Tyson Foods Smuggling Trial Opens
A greed-driven, nationwide conspiracy helped Tyson Foods and some of its top executives keep poultry plants running by putting illegal workers on production lines, a federal prosecutor said Wednesday at the opening of the company's immigrant smuggling trial.
Assistant U.S. Attorney John MacCoon told jurors he would prove the conspiracy started in 1994 after plant managers had difficulty hiring legal production workers with the company's low wages. He said the evidence would show the immigration conspiracy went to Tyson's top levels, where it was encouraged because it boosted profits.
"This trial is about corporate greed," MacCoon said.
He said illegal workers at Tyson plants in Shelbyville and Wilkesboro, N.C., at one point outnumbered legitimate employees.
Tyson's attorney, Tom Green, said any hiring of illegal immigrants was done by a few plant managers and was not known to executives at Tyson headquarters in Springdale, Ark.
"No one in senior management knew," Green said. "No member of senior management ever violated immigration laws or encouraged" anyone else to do so.
Green told jurors to expect one or more former Tyson employees to testify: "Hopefully, I will get them to admit they did this on their own."
A December 2001 indictment accuses Tyson and other defendants of taking part in a conspiracy in which illegal workers were smuggled to poultry plants in Tennessee, North Carolina, Virginia, Indiana, Missouri and Arkansas.
Tyson attorneys have said they turned down a government demand for $100 million to have the charges dismissed.

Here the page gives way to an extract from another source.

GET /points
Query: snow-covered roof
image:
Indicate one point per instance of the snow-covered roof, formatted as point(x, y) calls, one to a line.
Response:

They have also accused the government of using undercover agents to entrap Tyson employees.
MacCoon said he would prove the conspiracy through secretly recorded conversations between undercover agents and Tyson managers, and through the testimony of two former Tyson managers who have struck plea-bargain deals.
The prosecutor said workers from Mexico and Central America were either smuggled into the country and given false identification or knowingly hired as illegals through agencies that provided temporary help.

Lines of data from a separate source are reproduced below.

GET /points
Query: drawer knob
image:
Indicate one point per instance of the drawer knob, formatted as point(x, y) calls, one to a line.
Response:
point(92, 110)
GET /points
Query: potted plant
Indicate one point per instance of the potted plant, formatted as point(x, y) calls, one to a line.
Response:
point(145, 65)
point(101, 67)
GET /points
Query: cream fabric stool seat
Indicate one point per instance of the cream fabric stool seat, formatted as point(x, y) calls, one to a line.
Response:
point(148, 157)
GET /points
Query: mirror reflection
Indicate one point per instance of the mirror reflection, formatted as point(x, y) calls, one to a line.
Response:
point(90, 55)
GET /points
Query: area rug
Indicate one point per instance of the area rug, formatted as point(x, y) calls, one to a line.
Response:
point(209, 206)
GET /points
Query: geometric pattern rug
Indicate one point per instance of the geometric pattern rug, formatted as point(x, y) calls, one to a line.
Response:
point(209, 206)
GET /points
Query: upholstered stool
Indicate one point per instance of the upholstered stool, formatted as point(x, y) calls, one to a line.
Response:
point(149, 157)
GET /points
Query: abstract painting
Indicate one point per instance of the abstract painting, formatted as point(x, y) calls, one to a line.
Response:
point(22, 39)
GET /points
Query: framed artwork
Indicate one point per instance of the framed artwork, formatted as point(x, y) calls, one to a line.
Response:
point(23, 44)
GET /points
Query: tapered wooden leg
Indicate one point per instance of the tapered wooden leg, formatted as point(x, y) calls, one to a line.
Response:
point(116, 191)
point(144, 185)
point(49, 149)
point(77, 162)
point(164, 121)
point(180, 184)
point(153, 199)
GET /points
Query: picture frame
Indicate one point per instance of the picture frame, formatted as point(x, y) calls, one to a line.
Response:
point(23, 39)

MacCoon said Tyson sought illegal immigrants because they "would work for low wages and never complain - no matter how much they were exploited."

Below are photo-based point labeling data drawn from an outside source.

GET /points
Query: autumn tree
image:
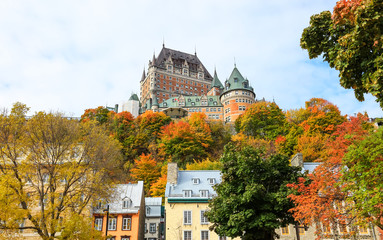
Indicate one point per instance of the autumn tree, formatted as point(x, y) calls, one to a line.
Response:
point(252, 199)
point(262, 120)
point(146, 131)
point(146, 169)
point(308, 129)
point(363, 178)
point(185, 141)
point(350, 40)
point(319, 198)
point(51, 168)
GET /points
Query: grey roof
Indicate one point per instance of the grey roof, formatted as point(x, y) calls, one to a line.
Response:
point(191, 101)
point(134, 97)
point(237, 81)
point(132, 192)
point(178, 59)
point(185, 182)
point(310, 166)
point(155, 201)
point(216, 82)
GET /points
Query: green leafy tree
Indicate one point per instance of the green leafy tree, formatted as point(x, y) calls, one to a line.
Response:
point(363, 177)
point(262, 120)
point(252, 198)
point(51, 167)
point(351, 41)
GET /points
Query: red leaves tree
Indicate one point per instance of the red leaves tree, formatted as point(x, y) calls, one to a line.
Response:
point(146, 169)
point(320, 198)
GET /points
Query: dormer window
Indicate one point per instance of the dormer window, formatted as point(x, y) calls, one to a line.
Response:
point(126, 202)
point(187, 193)
point(204, 193)
point(195, 180)
point(211, 181)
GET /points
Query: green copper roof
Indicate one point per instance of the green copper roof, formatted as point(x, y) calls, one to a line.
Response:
point(216, 82)
point(191, 101)
point(237, 81)
point(134, 97)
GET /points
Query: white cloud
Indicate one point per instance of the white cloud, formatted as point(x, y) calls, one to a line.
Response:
point(73, 55)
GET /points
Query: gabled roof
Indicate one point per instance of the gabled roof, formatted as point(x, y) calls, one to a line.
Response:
point(191, 101)
point(153, 201)
point(179, 58)
point(185, 182)
point(216, 82)
point(237, 81)
point(134, 97)
point(131, 192)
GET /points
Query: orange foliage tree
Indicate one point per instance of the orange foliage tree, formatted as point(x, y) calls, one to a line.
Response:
point(146, 169)
point(182, 142)
point(320, 198)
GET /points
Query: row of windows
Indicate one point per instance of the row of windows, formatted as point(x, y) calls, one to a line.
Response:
point(243, 100)
point(189, 193)
point(204, 235)
point(188, 217)
point(325, 229)
point(152, 227)
point(182, 81)
point(112, 223)
point(212, 116)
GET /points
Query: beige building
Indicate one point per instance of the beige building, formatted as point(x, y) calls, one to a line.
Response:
point(186, 200)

He described the Shelbyville plant as "the proving ground of a nationwide conspiracy by Tyson." Shelbyville has Tennessee's highest percentage of Hispanic residents - 8 percent, according to the 2000 Census.
Green said the company was obeying immigration laws. He said that during the government's undercover investigation, the company was also being investigated for employment discrimination complaints. He said the company was not "causing people to use false documents" to get jobs.
In addition to the company, the defendants include Gerald Lankford, 63, of North Wilkesboro, N.C., a former human relations manager; and two former managers, Robert Hash, 49, of Greenwood, Ark.; and Keith Snyder, 42, of Bella Vista, Ark.